Marieke schreibt in einem Brief, wie es ihr geht

Altkreis Lübbecke/Brockum (WB). Die an Leukämie erkrankte Marieke aus Brockum hat viel Hilfe aus dem Altkreis erhalten. Jetzt schreibt sie in einem Brief, wie es ihr in der Zwischenzeit ergangen ist:
»Lange Zeit habt Ihr nichts von mir gehört und ich möchte Euch kurz berichten, wie es mir in der Zwischenzeit ergangen ist.
Ich war selber völlig ÝbaffÜ, dass so schnell ein passender Spender für mich gefunden wurde. Am Sonntag, 26. März, hieß es dann also wieder Koffer packen, denn die Aufnahme auf der KMT-Station stand an. Mir fiel der Abschied von zu Hause dieses Mal besonders schwer, weil ich wusste, es ist für länger. Die Aussicht, die kommenden sechs bis sieben Wochen auf der Isolierstation zu verbringen, stimmte mich nicht gerade heiter. Somit war mir mulmig im Magen, als ich im Auto saß und wir wieder mal Richtung Münster fuhren.
Schon am kommenden Tag, wurde mit der ersten Bestrahlung begonnen. Es folgten weitere am Dienstag, Mittwoch und Donnerstag, jeweils zwei mal täglich. Diese Photonenstrahlen sollten mein eigenes, krankes Knochenmark zertrümmern, und sie haben ganze Arbeit geleistet. Ich habe sie in ganz böser Erinnerung, denn anschließend tat alles weh und mir war nur noch schlecht. Es folgten drei Tage starke Chemo und anschließend ein Tag Pause, damit sich mein Körper etwas erholen konnte. In den folgenden Tagen, konnte man beobachten, wie rasch sich meine Werte veränderten. Die Leukos und Thrombos rauschten nur so runter und am 2. April waren sie dann auch komplett auf null. Das hieß für mich: »Ich habe kein Immunsystem mehr.« Wenn ich jetzt keine Spende bekommen würde, müsste ich sterben. Ich hörte sofort wieder auf, darüber nachzudenken.

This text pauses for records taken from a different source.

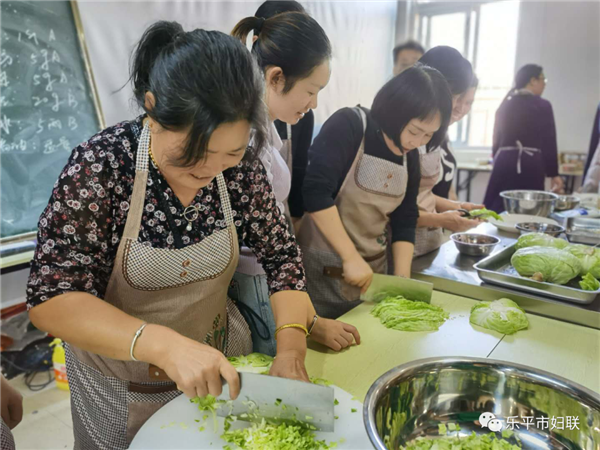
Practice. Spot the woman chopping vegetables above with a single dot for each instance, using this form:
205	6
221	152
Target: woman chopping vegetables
437	213
363	174
140	239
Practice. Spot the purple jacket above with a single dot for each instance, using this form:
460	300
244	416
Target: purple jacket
528	118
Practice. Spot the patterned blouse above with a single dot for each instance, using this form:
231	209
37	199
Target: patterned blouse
80	229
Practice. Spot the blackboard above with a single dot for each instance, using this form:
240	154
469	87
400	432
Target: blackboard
48	105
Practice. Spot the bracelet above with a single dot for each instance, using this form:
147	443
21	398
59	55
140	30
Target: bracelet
137	335
312	326
291	325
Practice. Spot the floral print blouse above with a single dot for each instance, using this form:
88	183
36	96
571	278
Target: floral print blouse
80	229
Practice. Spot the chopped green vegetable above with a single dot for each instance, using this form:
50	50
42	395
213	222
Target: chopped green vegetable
453	427
400	314
589	283
473	442
550	264
540	240
485	213
265	436
321	381
503	316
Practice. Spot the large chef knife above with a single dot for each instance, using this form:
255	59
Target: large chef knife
383	286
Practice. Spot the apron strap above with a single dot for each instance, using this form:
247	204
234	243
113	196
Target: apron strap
225	203
134	215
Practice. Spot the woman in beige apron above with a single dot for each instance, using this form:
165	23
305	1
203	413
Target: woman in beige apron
343	238
275	42
141	236
437	213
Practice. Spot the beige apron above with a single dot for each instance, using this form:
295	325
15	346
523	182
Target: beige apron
371	191
183	289
428	239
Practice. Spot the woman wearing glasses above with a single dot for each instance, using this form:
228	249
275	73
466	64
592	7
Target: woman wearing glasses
524	148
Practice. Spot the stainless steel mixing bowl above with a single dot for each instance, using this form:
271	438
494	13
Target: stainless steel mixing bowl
411	400
533	203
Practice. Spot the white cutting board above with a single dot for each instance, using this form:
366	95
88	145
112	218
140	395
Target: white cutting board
174	426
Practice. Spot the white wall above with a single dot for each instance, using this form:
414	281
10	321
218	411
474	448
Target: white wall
361	33
564	38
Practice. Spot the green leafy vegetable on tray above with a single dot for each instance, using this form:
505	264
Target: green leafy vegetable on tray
485	213
546	264
473	442
400	314
503	316
540	240
589	283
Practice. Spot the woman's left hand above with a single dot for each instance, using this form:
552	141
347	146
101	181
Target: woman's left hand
334	334
289	365
470	206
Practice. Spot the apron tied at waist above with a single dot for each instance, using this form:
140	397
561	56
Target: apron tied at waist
530	151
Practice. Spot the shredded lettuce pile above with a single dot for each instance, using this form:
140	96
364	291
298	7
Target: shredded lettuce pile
400	314
266	436
472	442
503	316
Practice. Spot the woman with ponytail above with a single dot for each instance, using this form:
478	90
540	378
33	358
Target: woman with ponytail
293	52
141	237
524	148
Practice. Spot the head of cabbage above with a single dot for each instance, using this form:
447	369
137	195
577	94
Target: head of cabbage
589	258
555	266
540	240
503	316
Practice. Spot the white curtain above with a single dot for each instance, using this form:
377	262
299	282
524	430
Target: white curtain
361	33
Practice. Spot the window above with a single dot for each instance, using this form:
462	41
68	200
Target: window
486	34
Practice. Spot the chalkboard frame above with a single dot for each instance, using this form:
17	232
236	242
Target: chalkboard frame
15	249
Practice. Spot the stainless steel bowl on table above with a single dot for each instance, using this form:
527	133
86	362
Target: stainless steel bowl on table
534	203
535	227
411	400
474	244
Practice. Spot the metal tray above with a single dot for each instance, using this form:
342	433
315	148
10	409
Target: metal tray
496	269
583	230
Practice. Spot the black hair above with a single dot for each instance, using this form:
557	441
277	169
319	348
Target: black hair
526	73
417	93
271	8
408	45
200	79
293	41
456	69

Dann war es endlich soweit! Am Dienstag, 4. April, war mein großer Tag, die Transplantation. Ein superschönes Datum dachte ich mir, das kann man sich später gut merken. Ist ja quasi mein zweiter Geburtstag.
Gegen 13.30 Uhr kam der Oberarzt persönlich und stöpselte mir das Transplantat an. Es war ein ganz schön komisches Gefühl, als das fremde Knochenmark da im Schlauch auf mich zurauschte. Ich dachte an den netten Menschen, der bereit war, für mich zu spenden und hatte das Gefühl, für einen Moment müsste die Welt stillstehen und vor meinem Zimmerfenster müsste ein Riesenböller explodieren. Aber nichts passierte. Ich war ein bisschen enttäuscht. Nach einer Stunde wurde ich wieder abgestöpselt und das war's.
Nun hieß es also wieder warten. Die neuen Zellen mussten sich ihren Weg in meinem Körper suchen und jede musste ihren ganz speziellen Platz finden, sich dort wohl fühlen und dann nach Möglichkeit ruck-zuck vermehren. Den Tag der Transplantation nennt man den Tag »Null« und von da an wird aufwärts gezählt.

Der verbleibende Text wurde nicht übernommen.